Who's a Lou Dobbs Democrat? As Jacob Weisburg writes in the online journal Slate, it's someone who campaigned successfully on the same themes that Dobbs, the CNN host, has used to successfully boost his nightly cable ratings: Anti-trade, anti-immigrant, anti-globalization and furiously anti-any business that invests around the world rather than at home.
For example, Sherrod Brown, who beat a Republican incumbent to win a U.S. Senate seat from Ohio, wrote a campaign book called "Myths of Free Trade," blasting NAFTA, CAFTA, the WTO -- all the deals we've made over the decades to cut tariffs and boost global commerce.
Similar themes cropped up in a number of races. Candidates rightly sensed voters' deep and widely shared anxieties about their own, and the nation's, economic future.
But will it now translate into policy? Was Dobbs-ism just a tactic to bring out the base -- doing for the Democrats what gay marriage did for the GOP in 2004? Or will Democrats really manage to turn the tide and make globalization stop dislocating American jobs?
Actually that's a silly question. Of course they can't. The real issue is whether Washington -- no matter who's in charge -- will deal with globalization smartly or stupidly.
We could see more knee-jerk economic nationalism, of the sort that erupted early this year over the Dubai Ports deal. There could be more threats to penalize China for its trade success (which, of course, involves penalizing Americans with higher prices for Chinese-made products).
Flashpoint
A possible flashpoint could be the issue of trade-promotion authority, which allows the president to negotiate deals with other countries. That authority expires next year, and Congress could refuse to renew it, killing the chances for future free-trade agreements.

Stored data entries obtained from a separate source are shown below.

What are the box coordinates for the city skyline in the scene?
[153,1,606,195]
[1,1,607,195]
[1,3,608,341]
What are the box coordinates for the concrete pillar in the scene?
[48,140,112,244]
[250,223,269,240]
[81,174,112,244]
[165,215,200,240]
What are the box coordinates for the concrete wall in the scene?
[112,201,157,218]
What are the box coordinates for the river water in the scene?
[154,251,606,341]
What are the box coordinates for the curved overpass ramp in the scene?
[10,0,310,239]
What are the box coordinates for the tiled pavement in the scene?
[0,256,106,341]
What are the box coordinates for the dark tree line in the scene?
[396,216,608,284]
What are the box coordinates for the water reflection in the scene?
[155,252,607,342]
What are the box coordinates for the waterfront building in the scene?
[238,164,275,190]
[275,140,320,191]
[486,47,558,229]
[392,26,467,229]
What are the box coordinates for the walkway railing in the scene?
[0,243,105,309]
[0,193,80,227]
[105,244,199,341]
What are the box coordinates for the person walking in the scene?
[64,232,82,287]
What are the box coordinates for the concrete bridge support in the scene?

Then Lou-Dobbs-Dems could claim a win -- but the losers would be poor people in Latin America, Africa and Asia, whose ability to enter the global marketplace could be set back decades.
One of the biggest ironies is that economic nationalists typically paint big business as the villain, blaming multinational capitalism for abandoning American workers.
But when protectionism actually becomes policy, the biggest winners aren't workers, but capitalists.
Tariffs and other barriers to global trade inevitably reduce competition. Protected from overseas rivals, domestic firms grow fat and lazy, able to raise prices for less-than-world-class goods. Consumers lose -- and ultimately workers as well.
There is an alternative to Dobbsism, moreover. Congress can directly tackle the very real worries many Americans have about their future economic security and well-being.
Instead of putting up walls or hoping the rest of the world will somehow go away, Washington can work on sharing the benefits of globalization more equitably.
That means (among other things) progressive tax reform, universal access to health care, a better safety net for dislocated workers, and increased national attention to what economists call "human capital" -- meaning education at all levels, from pre-kindergarten to mid-life career retraining.
If the new Congress really wants to make a difference, it should scrap the Dobbsian rhetoric and listen instead to people such as Janet Yellen, president of the Federal Reserve Bank of San Francisco.
In a speech last week, Yellen said that "rising inequality is intensifying resistance to globalization, impairing social cohesion and could, ultimately undermine American democracy."
But barriers to trade aren't the solution. Instead, Yellen argued, it's time "for the U.S. to seriously consider taking the risk of making our economy more rewarding for more of the people."
Andrew Cassel is a columnist for the Philadelphia Inquirer. Distributed by McClatchy-Tribune Information Services.